Early detection & monitoring of memory decline in a representative sample of older adults at risk for Alzheimer's disease and related dementias

Project Summary/Abstract Early detection and sensitive tracking of cognitive changes related to Alzheimer’s disease (AD) pathology (amyloid-Aβ and tau), particularly those that are scaleable to the large at-risk population of older adults, are urgently needed. Promising digital tools to measure cognitive changes must be validated in

demographically diverse groups to ensure that research advancements are generalizable to those most at-risk for cognitive decline. Our recent work suggests that diminished learning over repeated evaluations (i.e., testing memory for the same content for 12min/day for 7 days) reveals subtle Aβ-related memory failures that are

otherwise undetectable using single timepoint measures. More specifically, 29 Aβ+ clinically unimpaired (CU) older adults failed to improve at the same rate as their 97 Aβ- CU peers when asked to learn and recall identical content daily with this group difference emerging after ~3 days. We now seek to determine whether

this Personal Learning Curve (PLC) paradigm can be used to detect early memory failures related to AD biomarkers in a larger and more diverse and representative sample and whether PLCs can sensitively track longitudinal cognitive decline when repeated bi-annually. We have the unique opportunity to recruit an

extremely well-characterized and representative at-risk sample (i.e., 32% from URG, family history of cognitive decline, hypertension, geographic diversity, English and Spanish speaking) with AD biomarkers (global Aβ, temporal tau quantified via Positron Emission Tomography-PET) and annual cognitive testing.

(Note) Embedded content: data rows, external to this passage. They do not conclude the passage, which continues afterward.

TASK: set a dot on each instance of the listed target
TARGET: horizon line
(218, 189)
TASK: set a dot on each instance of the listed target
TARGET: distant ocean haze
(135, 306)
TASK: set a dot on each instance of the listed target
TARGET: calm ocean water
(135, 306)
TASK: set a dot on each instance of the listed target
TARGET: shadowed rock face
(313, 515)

Recruited

participants (n=300) will have completed the active phase of U.S. POINTER, a two-year clinical trial of two different multi-domain lifestyle interventions to protect brain health. We will explore whether a PLC, collected 12min/day for 7 days on personal devices, is a valid and sensitive marker of memory decline in this

representative population and whether repeating a PLC every 6 months for 12 months will reveal AD-relevant longitudinal cognitive decline. In exploratory analyses, we will examine PLCs in relation to cardiovascular risk factors (e.g., systolic blood pressure, white matter hyperintensities via Magnetic Resonance (MR) Imaging) and

non-specific markers of neurodegeneration (e.g., entorhinal tau, hippocampal atrophy). If successful, this proposal will provide a rapidly obtainable, repeatable, high-resolution snapshot of clinically relevant memory failures to facilitate early detection of cognitive decline as well as provide a novel method to assess treatment

response more rapidly. Doing so in a representative population will ensure that the most promising novel and accessible digital cognitive tools are generalizable to the broader at-risk population.